First, load the data and create the sf object.
# Using sf
mydata <- structure(
list(pond = c("A10", "AA006", "Blacksmith", "Borrow.Pit.1",
"Borrow.Pit.2", "Borrow.Pit.3", "Boulder"),
lat = c(41.95928, 41.96431, 41.95508, 41.95601, 41.95571, 41.95546,
41.918223),
long = c(-72.14605, -72.121, -72.123803, -72.15419, -72.15413,
-72.15375, -72.14978),
area = c(1500L, 250L, 361L, 0L, 0L, 0L, 1392L),
canopy = c(66L, 0L, 77L, 0L, 0L, 0L, 98L),
avg.depth = c(60.61538462, 57.77777778, 71.3125, 41.44444444,
37.7, 29.22222222, 43.53333333)),
class = "data.frame", row.names = c(NA, -7L))
library(sf)
data_sf <- st_as_sf(mydata, coords = c("long", "lat"),
# Change to your CRS
crs = "+proj=longlat +ellps=WGS84 +datum=WGS84 +no_defs")
st_is_longlat(data_sf)
sf::st_distance calculates the distance matrix in meters using Great Circle distance when using lat/lon data.

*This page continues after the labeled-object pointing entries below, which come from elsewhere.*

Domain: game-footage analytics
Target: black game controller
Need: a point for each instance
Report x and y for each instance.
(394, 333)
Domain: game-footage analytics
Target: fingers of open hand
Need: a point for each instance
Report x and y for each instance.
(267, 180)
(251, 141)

dist.mat <- st_distance(data_sf) # Great Circle distance since in lat/lon
# Number within 1.5km: Subtract 1 to exclude the point itself
num.1500 <- apply(dist.mat, 1, function(x) {
sum(x < 1500) - 1
})
# Calculate nearest distance
nn.dist <- apply(dist.mat, 1, function(x) {
return(sort(x, partial = 2)[2])
})
# Get index for nearest distance
nn.index <- apply(dist.mat, 1, function(x) { order(x, decreasing=F)[2] })
n.data <- mydata
colnames(n.data)[1] <- "neighbor"
colnames(n.data)[2:ncol(n.data)] <-
paste0("n.", colnames(n.data)[2:ncol(n.data)])

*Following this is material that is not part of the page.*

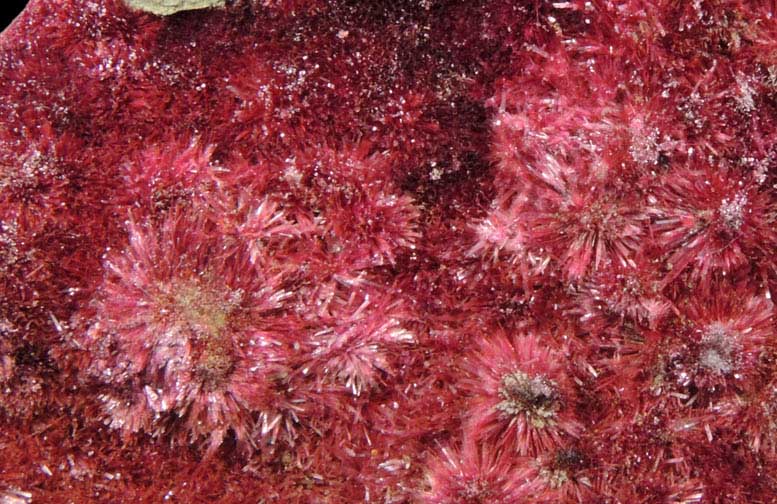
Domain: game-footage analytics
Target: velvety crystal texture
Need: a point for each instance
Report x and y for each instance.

mydata2 <- data.frame(mydata,
n.data[nn.index, ],
n.distance = nn.dist,
radius1500 = num.1500)
rownames(mydata2) <- seq(nrow(mydata2))
mydata2
pond lat long area canopy avg.depth neighbor n.lat n.long n.area n.canopy
1 A10 41.95928 -72.14605 1500 66 60.61538 Borrow.Pit.1 41.95601 -72.15419 0 0
2 AA006 41.96431 -72.12100 250 0 57.77778 Blacksmith 41.95508 -72.12380 361 77
3 Blacksmith 41.95508 -72.12380 361 77 71.31250 AA006 41.96431 -72.12100 250 0
4 Borrow.Pit.1 41.95601 -72.15419 0 0 41.44444 Borrow.Pit.2 41.95571 -72.15413 0 0
5 Borrow.Pit.2 41.95571 -72.15413 0 0 37.70000 Borrow.Pit.1 41.95601 -72.15419 0 0
6 Borrow.Pit.3 41.95546 -72.15375 0 0 29.22222 Borrow.Pit.2 41.95571 -72.15413 0 0
7 Boulder 41.91822 -72.14978 1392 98 43.53333 Borrow.Pit.3 41.95546 -72.15375 0 0
n.avg.depth n.distance radius1500
1 41.44444 766.38426 3
2 71.31250 1051.20527 1
3 57.77778 1051.20527 1
4 37.70000 33.69099 3
5 41.44444 33.69099 3
6 37.70000 41.99576 3
7 29.22222 4149.07406 0
For obtaining the closest neighbor after calculating distance, you can use sort() with the partial = 2 argument. Depending on the amount of data, this could be much faster than using order as in the previous solution. The package Rfast is likely even faster but I avoid including additional packages here. See this related post for a discussion and benchmarking of various solutions: https://stackoverflow.com/a/53144760/12265198
In Rfast, there is a function called "dista" and computes the Euclidean or the Manhattan distances only (at the moment). It gives the option to compute the k-smallest distances. Alternatively it can return the indexes of the observations with the smallest distances. The cosinus distance is basically almost the same as the Eucledean distance (exluding a constant, 2 I think).